漢王朝末期。黄巾の乱で焼け出され、弟妹と共に各地を放浪する少年、諸葛亮(孔明)。
彼と、その乱を鎮めて泰平の世を取り戻そうと闘っていた軍人・曹操との出会いが、歴史を動かすエネルギーを解放する……というエピソードから始まる物語。

戦乱のために荒れすさんだ世界に翻弄され、そんな世界を憎むしかない少年・孔明。
頭が良くて視野が広く、戦略思考に長けた彼は、ひたすらに「戦い」を憎み、農業の発展に身を捧げようとする。「食べる」ことで人々を幸せにするために。
けれども。「時代」は彼を放ってはおかなかった……。


こうしてストーリーを思い返してみると、三成と孔明、全く共通点がないんだなあ(@ @)。
三成は曲りなりにも「土豪の息子」で、焼け出されたわけでも農業を学ぼうとしたわけでもない。主君の妻を愛してしまうわけでもないし、主君に扇子でいじめられたりもしない(←そこ?)


とにかく、舞台から見えるところにいる時の三成と、「時の地平線」の孔明は、ぜんぜん似ていない…んだな、と思うんですよね。

たとえば、彼の「第一になすべきこと」は「民に平穏をもたらすこと」であって、主君である劉備への忠義は、それを実現するための道具なんですよね。もちろん、劉備自身が非凡な道具、、、いえ、非凡な主君であって、孔明の性急さを常に押しとどめ、「『平穏』を一気呵成につくることはできない」と教えさとしてくれたりするんですが、、、まあ、そんなところも全然違う。


じゃあ、どこでこの作品を連想したのか?というと……

結局は、全く語られることのない三成のシチュエーションに似た設定があるから……なんですよね。
たとえば、何故に三成がそんなにも(茶々を犠牲にしてまで)「民の平穏」を望むのか、という問いかけのヒントになったりとか。
あるいは、朝鮮出兵に対する「軍縮」という論点が最終巻のテーマだったりするし。


孔明が南方を旅する話とか、結構荒唐無稽な話がまざっていたりはするのですが、全体的に、かなり政治色と友情色の強い、「仲間たち」の物語。
三成との関係は、たぶん全然感じないのが普通だと思いますが(滝汗)、作品としても普通以上に面白いので、もし機会があればぜひ眺めてみてください♪




実はこの作品、以前から祐飛さん主演で舞台化されないかな~と思っていた作品の一つでした。
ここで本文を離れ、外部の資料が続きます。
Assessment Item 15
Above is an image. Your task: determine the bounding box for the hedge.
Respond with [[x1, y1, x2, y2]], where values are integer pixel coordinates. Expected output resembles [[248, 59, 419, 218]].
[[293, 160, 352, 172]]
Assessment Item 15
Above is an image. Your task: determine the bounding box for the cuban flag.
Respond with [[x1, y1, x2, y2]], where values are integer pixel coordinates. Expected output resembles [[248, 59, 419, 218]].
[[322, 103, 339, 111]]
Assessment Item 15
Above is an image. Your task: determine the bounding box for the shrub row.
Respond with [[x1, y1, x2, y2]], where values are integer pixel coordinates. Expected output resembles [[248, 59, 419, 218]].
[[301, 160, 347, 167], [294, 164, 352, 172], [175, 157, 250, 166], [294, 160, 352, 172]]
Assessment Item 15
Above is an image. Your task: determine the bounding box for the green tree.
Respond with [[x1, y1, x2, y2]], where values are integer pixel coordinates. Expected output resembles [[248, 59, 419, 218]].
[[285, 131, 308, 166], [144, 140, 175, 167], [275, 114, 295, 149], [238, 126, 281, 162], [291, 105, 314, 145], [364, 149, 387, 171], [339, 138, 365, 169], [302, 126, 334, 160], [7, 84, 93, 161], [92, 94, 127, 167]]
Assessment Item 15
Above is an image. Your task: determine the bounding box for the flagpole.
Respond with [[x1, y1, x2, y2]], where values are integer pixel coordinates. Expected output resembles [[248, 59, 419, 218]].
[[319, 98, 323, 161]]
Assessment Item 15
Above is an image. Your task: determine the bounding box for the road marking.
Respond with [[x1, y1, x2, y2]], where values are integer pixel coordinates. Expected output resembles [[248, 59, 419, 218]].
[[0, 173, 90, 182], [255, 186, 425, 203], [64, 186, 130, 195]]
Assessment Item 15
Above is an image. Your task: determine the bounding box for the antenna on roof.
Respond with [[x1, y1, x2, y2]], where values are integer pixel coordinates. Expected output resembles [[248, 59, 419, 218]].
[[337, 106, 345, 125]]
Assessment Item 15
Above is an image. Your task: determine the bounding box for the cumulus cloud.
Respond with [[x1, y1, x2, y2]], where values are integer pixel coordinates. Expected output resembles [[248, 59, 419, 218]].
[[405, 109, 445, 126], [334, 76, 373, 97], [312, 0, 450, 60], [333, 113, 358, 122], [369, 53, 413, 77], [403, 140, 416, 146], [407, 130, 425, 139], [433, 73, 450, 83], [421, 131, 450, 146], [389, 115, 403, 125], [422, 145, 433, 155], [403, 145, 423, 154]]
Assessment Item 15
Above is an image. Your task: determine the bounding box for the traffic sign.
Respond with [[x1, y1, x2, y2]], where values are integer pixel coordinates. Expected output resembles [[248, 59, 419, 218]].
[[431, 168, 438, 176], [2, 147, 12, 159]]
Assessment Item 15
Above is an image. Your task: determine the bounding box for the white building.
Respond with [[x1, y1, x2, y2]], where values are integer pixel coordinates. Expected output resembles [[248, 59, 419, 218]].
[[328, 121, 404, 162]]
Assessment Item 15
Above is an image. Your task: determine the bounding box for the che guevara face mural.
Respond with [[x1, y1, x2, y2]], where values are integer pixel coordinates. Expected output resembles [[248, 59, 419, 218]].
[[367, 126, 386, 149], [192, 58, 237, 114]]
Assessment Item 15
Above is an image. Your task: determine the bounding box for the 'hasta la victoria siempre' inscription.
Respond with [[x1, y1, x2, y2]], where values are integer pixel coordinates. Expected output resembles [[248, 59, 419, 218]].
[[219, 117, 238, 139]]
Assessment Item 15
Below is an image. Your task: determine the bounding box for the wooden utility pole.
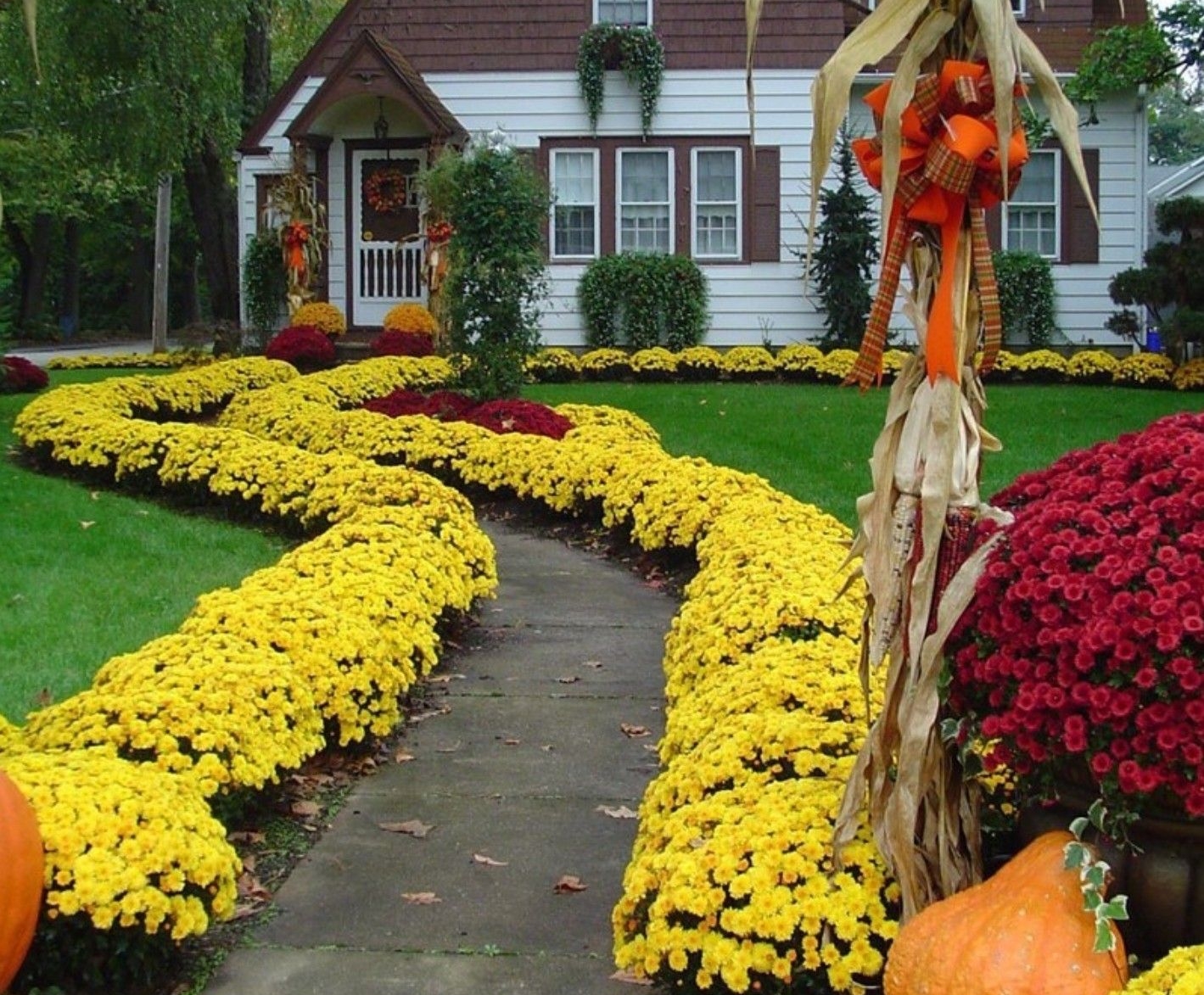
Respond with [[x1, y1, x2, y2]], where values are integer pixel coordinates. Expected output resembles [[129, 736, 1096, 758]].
[[150, 173, 171, 353]]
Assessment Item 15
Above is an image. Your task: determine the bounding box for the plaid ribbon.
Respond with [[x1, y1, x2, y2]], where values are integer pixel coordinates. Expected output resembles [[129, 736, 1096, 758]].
[[844, 61, 1028, 390]]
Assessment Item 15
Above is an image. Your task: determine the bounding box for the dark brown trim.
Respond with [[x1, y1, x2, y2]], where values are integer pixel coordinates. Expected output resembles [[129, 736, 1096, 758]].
[[238, 0, 361, 155], [535, 135, 781, 266]]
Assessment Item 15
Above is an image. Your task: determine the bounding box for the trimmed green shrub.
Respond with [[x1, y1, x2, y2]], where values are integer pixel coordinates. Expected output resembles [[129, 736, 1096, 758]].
[[242, 228, 288, 340], [420, 142, 550, 400], [992, 251, 1057, 349], [799, 124, 877, 349], [577, 253, 710, 350]]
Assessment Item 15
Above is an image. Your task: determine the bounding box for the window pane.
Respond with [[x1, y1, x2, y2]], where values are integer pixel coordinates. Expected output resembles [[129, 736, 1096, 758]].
[[621, 152, 669, 204], [554, 204, 594, 255], [697, 152, 736, 202], [598, 0, 647, 25], [619, 204, 669, 253], [696, 210, 736, 255], [1011, 152, 1055, 204], [1008, 206, 1057, 256], [555, 152, 594, 204]]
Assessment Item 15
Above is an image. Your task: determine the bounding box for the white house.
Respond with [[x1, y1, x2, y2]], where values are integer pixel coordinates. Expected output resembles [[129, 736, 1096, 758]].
[[238, 0, 1146, 346]]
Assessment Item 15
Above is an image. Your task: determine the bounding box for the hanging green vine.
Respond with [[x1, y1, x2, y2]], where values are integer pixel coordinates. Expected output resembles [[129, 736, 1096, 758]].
[[577, 24, 664, 138]]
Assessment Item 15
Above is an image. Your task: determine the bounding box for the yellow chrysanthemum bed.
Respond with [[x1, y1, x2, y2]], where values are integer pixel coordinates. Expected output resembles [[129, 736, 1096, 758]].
[[0, 357, 1204, 995]]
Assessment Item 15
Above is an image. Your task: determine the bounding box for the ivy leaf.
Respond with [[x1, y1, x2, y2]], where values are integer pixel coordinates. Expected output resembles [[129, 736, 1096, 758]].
[[1062, 842, 1089, 871]]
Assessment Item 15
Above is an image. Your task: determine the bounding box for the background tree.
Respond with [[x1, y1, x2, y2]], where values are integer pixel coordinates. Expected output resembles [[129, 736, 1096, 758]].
[[1107, 198, 1204, 360], [1066, 0, 1204, 165], [809, 123, 877, 349], [0, 0, 342, 333]]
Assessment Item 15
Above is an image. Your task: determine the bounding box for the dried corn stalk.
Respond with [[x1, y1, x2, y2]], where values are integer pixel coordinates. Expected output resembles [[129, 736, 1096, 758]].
[[747, 0, 1089, 920]]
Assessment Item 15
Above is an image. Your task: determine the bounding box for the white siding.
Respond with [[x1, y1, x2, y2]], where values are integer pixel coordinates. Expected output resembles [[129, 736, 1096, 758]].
[[239, 70, 1145, 345]]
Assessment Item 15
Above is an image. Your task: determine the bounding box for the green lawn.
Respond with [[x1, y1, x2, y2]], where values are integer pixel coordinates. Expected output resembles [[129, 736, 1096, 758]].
[[0, 371, 1204, 722], [0, 371, 284, 722], [524, 383, 1204, 526]]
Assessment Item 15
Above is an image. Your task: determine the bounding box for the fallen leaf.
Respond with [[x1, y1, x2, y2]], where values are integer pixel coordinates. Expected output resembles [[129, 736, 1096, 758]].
[[377, 819, 434, 840], [552, 875, 589, 895], [594, 805, 636, 819], [230, 901, 262, 920], [610, 970, 652, 987]]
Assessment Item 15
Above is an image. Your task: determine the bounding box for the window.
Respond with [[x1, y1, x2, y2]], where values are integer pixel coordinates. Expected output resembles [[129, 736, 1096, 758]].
[[552, 149, 598, 259], [1003, 149, 1062, 259], [618, 148, 673, 253], [594, 0, 652, 28], [692, 148, 742, 259]]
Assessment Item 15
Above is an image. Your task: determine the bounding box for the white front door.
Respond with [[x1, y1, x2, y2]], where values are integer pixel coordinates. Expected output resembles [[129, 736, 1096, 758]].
[[348, 149, 426, 326]]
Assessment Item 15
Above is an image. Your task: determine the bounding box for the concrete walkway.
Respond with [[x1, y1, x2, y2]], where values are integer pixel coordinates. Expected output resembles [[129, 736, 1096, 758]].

役が多くていろんなエピソードがてんこもりにあるので、舞台化したら面白いと思うんですよ。
まあ、大河ドラマなのでどこを切り取るかで出てくるキャラクターも変わってくるし、なにより恋愛要素が薄いので宝塚で取り上げるのは難しいんですけどね。
でもまあ、祐飛さんの孔明には逢えなかったけど、三成には会えたから、良いかな(^ ^)。